BCM einfach erklärt: So finden Sie die richtigen Ausfallszenarien

Joachim Reinke
Von Joachim Reinke
Gründer & Geschäftsführer
Customer-Service-Mitarbeiterin arbeitet beim Stromausfall mit vorbereitetem Ersatzverfahren weiter

In vielen BCM-Workshops passiert ungefähr Folgendes: Jemand schreibt „Brand“, „Hochwasser“, „Cyberangriff“ und „Stromausfall“ an ein Whiteboard. Danach blickt die Runde auf diese vier Begriffe und fragt sich, ob noch eine Pandemie, ein Flugzeugabsturz oder wenigstens eine kaputte Kaffeemaschine fehlt.

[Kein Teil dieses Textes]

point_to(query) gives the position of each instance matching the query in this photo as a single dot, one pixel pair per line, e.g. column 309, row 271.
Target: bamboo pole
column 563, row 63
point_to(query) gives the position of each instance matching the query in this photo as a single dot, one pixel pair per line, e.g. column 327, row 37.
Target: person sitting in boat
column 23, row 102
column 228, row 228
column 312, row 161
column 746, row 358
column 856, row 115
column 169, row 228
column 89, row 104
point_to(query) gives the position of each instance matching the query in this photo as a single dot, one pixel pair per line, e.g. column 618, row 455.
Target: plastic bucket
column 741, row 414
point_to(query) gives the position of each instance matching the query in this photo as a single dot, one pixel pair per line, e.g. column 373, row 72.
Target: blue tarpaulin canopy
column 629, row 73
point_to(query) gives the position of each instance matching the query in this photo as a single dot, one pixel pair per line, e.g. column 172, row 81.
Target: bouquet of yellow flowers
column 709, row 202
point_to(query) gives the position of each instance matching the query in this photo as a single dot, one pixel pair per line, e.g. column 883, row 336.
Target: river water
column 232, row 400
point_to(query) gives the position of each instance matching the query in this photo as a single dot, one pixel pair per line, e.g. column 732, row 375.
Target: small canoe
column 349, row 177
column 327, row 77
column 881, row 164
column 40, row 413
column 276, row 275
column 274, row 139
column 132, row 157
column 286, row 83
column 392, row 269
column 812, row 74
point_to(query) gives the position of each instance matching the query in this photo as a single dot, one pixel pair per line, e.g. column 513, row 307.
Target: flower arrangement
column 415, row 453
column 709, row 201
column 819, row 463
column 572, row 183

Das Problem ist nicht, dass diese Ereignisse unmöglich wären. Das Problem entsteht, wenn sie die einzige Quelle für Ausfallszenarien bleiben. Wer ausschließlich bei beliebigen Katastrophen beginnt, kann sehr lange sammeln und weiß hinterher trotzdem nicht, für welche Ausfälle tatsächlich ein Continuity-Plan benötigt wird. Wer ausschließlich auf die direkt mit einem Prozess verbundenen Assets schaut, kann dagegen übergreifende Störungen übersehen.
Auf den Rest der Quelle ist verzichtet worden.